Optimierung der muskuloskelettalen Rehabilitation durch Einbezug individueller Faktoren der zellulären Plastizität
Editorial von Prof. Martin Flück, Leiter des Labors für Muskelplastizität an der Universitätsklinik Balgrist der Uni Zürich, aus der Ausgabe #9/2018 der Deutschen Zeitschrift für Sportmedizin (DZSM). Sein Beitrag geht der Frage nach, inwiefern der Einbezug individueller genetischer und weiterer konstitutioneller Faktoren der Muskelplastizität für die muskuläre Rehabilitation optimiert werden könnten.

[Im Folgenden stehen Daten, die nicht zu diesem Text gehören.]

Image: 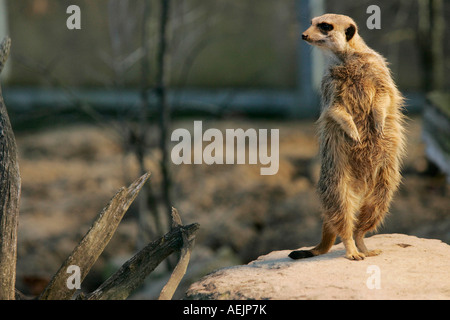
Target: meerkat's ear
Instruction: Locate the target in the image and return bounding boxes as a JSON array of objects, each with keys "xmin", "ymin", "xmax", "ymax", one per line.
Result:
[{"xmin": 345, "ymin": 24, "xmax": 356, "ymax": 41}]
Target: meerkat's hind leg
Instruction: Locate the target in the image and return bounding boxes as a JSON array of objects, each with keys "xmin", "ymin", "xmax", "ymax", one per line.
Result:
[
  {"xmin": 289, "ymin": 223, "xmax": 336, "ymax": 260},
  {"xmin": 354, "ymin": 167, "xmax": 399, "ymax": 257}
]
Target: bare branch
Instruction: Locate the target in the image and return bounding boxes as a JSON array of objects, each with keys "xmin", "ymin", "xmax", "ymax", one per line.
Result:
[
  {"xmin": 158, "ymin": 208, "xmax": 194, "ymax": 300},
  {"xmin": 39, "ymin": 174, "xmax": 150, "ymax": 300}
]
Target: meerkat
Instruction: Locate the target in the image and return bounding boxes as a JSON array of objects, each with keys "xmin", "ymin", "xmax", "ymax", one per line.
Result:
[{"xmin": 289, "ymin": 14, "xmax": 405, "ymax": 260}]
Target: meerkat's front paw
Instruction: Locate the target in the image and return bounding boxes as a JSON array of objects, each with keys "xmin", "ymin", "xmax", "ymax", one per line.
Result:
[
  {"xmin": 375, "ymin": 123, "xmax": 384, "ymax": 138},
  {"xmin": 349, "ymin": 132, "xmax": 361, "ymax": 144}
]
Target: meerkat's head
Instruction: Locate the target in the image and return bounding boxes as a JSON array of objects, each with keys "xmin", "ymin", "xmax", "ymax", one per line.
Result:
[{"xmin": 302, "ymin": 14, "xmax": 360, "ymax": 55}]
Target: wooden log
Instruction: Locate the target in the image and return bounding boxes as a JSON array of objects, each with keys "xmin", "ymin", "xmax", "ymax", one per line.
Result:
[
  {"xmin": 81, "ymin": 223, "xmax": 199, "ymax": 300},
  {"xmin": 0, "ymin": 38, "xmax": 21, "ymax": 300},
  {"xmin": 39, "ymin": 174, "xmax": 150, "ymax": 300}
]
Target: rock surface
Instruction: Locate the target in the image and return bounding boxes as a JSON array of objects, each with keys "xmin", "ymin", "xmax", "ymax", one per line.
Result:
[{"xmin": 186, "ymin": 234, "xmax": 450, "ymax": 300}]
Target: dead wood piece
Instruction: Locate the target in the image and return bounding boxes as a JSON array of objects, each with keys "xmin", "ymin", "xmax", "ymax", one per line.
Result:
[
  {"xmin": 81, "ymin": 223, "xmax": 199, "ymax": 300},
  {"xmin": 39, "ymin": 173, "xmax": 150, "ymax": 300}
]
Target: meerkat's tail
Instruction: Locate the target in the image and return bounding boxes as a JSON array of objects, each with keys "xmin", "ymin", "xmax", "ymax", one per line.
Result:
[{"xmin": 289, "ymin": 224, "xmax": 336, "ymax": 260}]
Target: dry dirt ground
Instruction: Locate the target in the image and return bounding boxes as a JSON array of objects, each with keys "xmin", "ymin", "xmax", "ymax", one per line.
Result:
[{"xmin": 16, "ymin": 118, "xmax": 450, "ymax": 298}]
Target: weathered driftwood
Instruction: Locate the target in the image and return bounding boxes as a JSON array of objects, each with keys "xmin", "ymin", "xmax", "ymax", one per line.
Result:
[
  {"xmin": 0, "ymin": 38, "xmax": 199, "ymax": 300},
  {"xmin": 0, "ymin": 38, "xmax": 21, "ymax": 300},
  {"xmin": 77, "ymin": 216, "xmax": 199, "ymax": 300},
  {"xmin": 39, "ymin": 174, "xmax": 149, "ymax": 300},
  {"xmin": 158, "ymin": 208, "xmax": 195, "ymax": 300}
]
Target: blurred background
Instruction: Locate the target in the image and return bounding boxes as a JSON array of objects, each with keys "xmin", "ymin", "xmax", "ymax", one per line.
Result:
[{"xmin": 0, "ymin": 0, "xmax": 450, "ymax": 299}]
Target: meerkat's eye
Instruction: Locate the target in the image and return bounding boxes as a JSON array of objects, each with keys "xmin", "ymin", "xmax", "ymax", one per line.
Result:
[{"xmin": 317, "ymin": 22, "xmax": 334, "ymax": 32}]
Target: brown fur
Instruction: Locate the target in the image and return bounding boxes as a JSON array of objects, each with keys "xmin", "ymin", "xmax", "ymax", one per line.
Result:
[{"xmin": 290, "ymin": 14, "xmax": 405, "ymax": 260}]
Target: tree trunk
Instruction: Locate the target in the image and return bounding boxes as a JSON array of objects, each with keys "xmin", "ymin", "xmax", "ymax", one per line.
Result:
[{"xmin": 0, "ymin": 38, "xmax": 21, "ymax": 300}]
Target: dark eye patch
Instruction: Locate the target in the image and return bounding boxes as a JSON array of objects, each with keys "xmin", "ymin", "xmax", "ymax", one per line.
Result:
[{"xmin": 317, "ymin": 22, "xmax": 334, "ymax": 32}]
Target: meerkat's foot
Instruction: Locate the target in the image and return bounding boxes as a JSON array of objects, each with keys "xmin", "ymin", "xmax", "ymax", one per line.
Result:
[
  {"xmin": 342, "ymin": 238, "xmax": 366, "ymax": 261},
  {"xmin": 345, "ymin": 251, "xmax": 366, "ymax": 261},
  {"xmin": 364, "ymin": 249, "xmax": 383, "ymax": 257},
  {"xmin": 289, "ymin": 250, "xmax": 315, "ymax": 260},
  {"xmin": 356, "ymin": 235, "xmax": 382, "ymax": 257}
]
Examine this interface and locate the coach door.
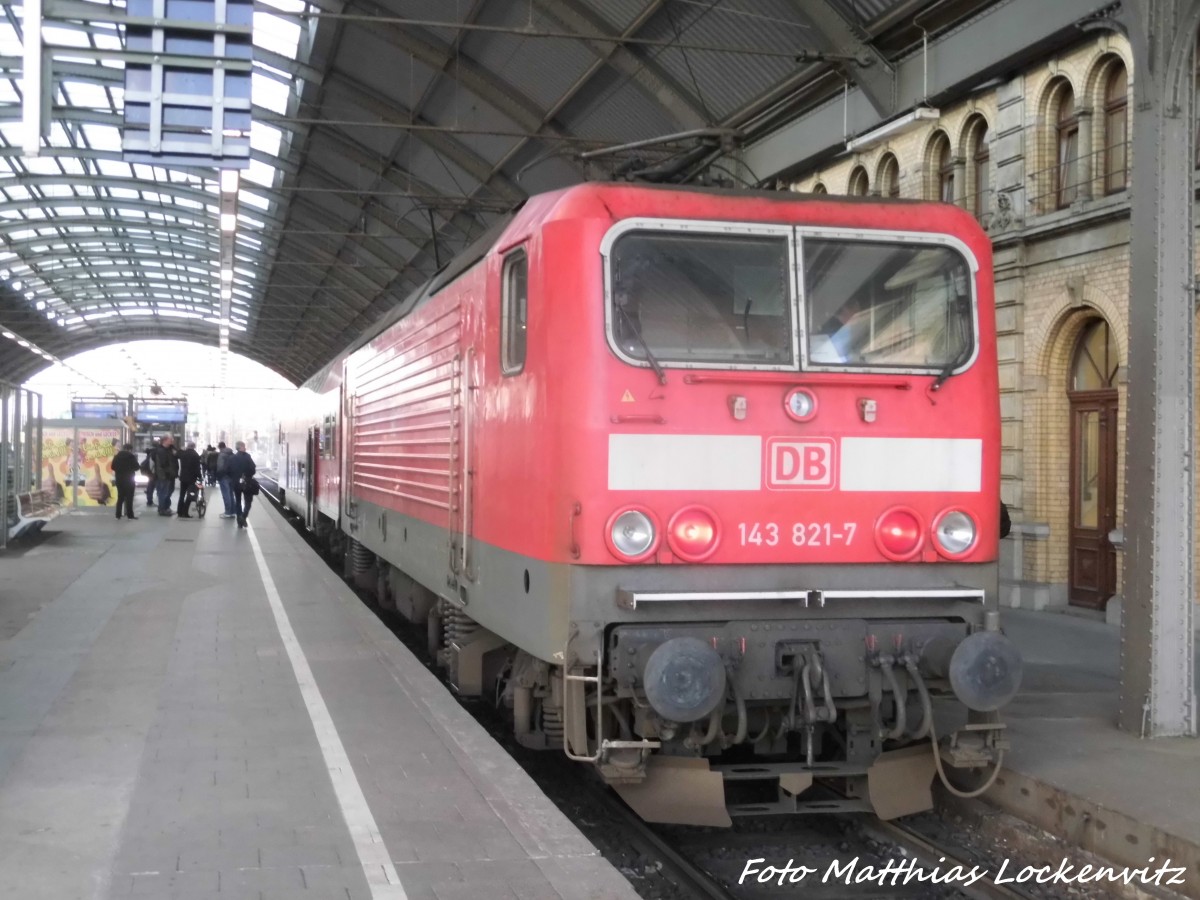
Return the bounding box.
[1068,319,1120,610]
[337,378,354,518]
[304,426,320,528]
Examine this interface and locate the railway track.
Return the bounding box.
[259,482,1070,900]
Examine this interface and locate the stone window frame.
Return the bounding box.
[846,166,871,197]
[1100,64,1130,194]
[925,128,964,203]
[961,113,995,222]
[875,150,900,199]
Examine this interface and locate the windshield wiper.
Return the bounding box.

Verletzungen des Bewegungsapparates stellen eine besondere therapeutische Herausforderung dar. Betroffene Personen unterliegen in Folge der damit einhergehenden mehrwöchigen Einschränkung der Belastbarkeit des Stütz- und Muskelgewebes einer negativen Modellierung des implizierten Muskel- und Sehnengewebes. Dies führt zu einem Verlust an Kraft und Ausdauer durch eine Dekonditionierung des neuromuskulären Systems. Durch die längerfristige Reduktion der Mobilität, und Arbeitsfähigkeit, sind nicht therapierte Personen zudem dem Risiko ausgesetzt, dass Ihre Gesundheit in schleichender Art und Weise über systemische Einflüsse metaboler und psychologischer Faktoren leidet (1). Basierend auf Erhebungen zu jährlichen Ausgaben von ~1900 Euro pro Person stellen Massnahmen zur Erhaltung der muskuloskelettalen Gesundheit ein nicht unbedeutendes medizinökonomisches Substrat dar.
Degeneration des inaktiven Bewegungsapparates
Belastungsgesteuerte Massnahmen innerhalb einer medizinische Trainingstherapie, und eine kontrollierte begleitende körperliche Aktivität, sind die Methode der Wahl für die Reetablierung der funktionellen Verhältnisse nach der primären, eventuell chirurgischen, Versorgung einer muskuloskelettalen Verletzung. Dies begründet sich in der Abhängigkeit des Proteinumsatzes muskuloskelettaler Gewebe von der Einwirkung physiologischer Reize. Das Phänomen manifestiert sich in betontem Masse, in der belastungsregulierten zellulären Plastizität des Skelettmuskels und der damit in Verbindung stehenden Sehne (4). Es kann heute davon ausgegangen werden, dass eine fehlende oder stark reduzierte mechanische und metabole Auslastung die beobachtbare Abnahme der Muskelkraft und -ausdauer in der Phase der Ruhigstellung nach einer muskuloskelettalen Verletzung erklärt (4, 5, 8). Die Datenlage unterstützt, dass eine mechanische Entlastung innerhalb weniger Tage erkennbare molekulare und anatomische Veränderungen der betroffenen Muskulatur auslöst (4).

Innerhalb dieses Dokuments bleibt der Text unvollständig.